It’s a Small World After All

Authors: Stacia Betley, Keeley O’dougherty, Jesse Walker

Twitter summary for the class discussion on 1/31/2018.

Gabriela Zago was a guest speaker on Wednesday’s #SOJCssm class. She was a visiting scholar using social network analysis to study political conversations and news circulation on Twitter. She discussed the various types of networks and gave us an example. Look a the diagram below, if there was a world war and a node is taken out of the centralized network, how do you ensure communication? Although it may add steps if you create a distributed network you can ensure backup.

Zago spoke about the 4 types of Network models, including regular networks, small world networks (some people are more connected than others), random and scale-free networks (represents the whole network).

She defined social network analysis (SNA), which is a method for analyzing connections among people (social networks). You can use SNA to understand the effectiveness of a network, visualize relationship data, follow the path of the information, and identify potential influencers.

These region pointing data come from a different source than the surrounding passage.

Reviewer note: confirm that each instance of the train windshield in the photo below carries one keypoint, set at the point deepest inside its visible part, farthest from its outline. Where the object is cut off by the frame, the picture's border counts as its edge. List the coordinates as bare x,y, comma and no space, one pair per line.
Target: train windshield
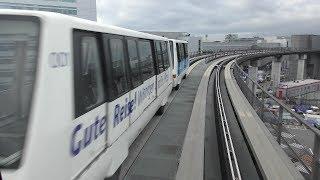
18,54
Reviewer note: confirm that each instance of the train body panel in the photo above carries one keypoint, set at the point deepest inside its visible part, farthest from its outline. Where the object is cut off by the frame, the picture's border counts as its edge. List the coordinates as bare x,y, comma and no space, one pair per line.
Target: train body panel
93,90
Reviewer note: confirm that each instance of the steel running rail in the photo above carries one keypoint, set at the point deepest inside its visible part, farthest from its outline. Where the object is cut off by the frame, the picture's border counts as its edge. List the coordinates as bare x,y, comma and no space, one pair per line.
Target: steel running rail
232,158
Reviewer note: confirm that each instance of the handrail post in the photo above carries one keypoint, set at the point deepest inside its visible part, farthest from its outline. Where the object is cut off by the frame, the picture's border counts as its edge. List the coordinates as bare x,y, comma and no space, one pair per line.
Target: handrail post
280,124
315,163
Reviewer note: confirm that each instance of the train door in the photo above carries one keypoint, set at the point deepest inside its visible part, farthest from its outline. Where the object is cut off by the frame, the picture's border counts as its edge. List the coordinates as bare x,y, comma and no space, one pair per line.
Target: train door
89,126
136,78
120,102
163,65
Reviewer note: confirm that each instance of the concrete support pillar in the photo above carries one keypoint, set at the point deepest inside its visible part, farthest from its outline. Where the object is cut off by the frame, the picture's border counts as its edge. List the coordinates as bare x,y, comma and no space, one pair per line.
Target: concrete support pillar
301,66
253,74
276,71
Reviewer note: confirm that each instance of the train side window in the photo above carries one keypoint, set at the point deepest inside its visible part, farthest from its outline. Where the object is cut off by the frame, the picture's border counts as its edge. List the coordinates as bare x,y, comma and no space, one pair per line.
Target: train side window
119,80
134,63
89,87
172,55
159,57
164,47
146,59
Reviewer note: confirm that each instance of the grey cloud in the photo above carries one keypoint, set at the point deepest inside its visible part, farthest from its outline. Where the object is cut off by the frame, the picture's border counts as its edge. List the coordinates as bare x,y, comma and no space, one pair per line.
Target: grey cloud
213,16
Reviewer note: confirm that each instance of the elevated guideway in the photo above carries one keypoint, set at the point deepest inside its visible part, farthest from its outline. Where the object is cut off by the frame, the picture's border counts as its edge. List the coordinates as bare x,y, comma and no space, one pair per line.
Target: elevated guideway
160,155
206,133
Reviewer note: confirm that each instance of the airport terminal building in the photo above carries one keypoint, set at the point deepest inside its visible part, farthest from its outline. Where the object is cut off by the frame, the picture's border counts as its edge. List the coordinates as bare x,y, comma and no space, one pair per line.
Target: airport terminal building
85,9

In an SNA, the nodes consist of people, groups of people, profiles (users), while the edges represent friendship, info exchange, and retweet/like. We discussed network metrics, data analytic tools (such as Gephi – noted in the feature image), visual representations, and looked at the network of Google bombs. The majority of the #SOJCssm Twitter feed included “small world” stories and thoughts surrounding degrees of separation. We ended the class with a discussion around influencers and learned that micro influencers often have more engagement, with 100 likes per 800 followers, and more recognized influencers with 1 million followers often only usually have 1,000 likes.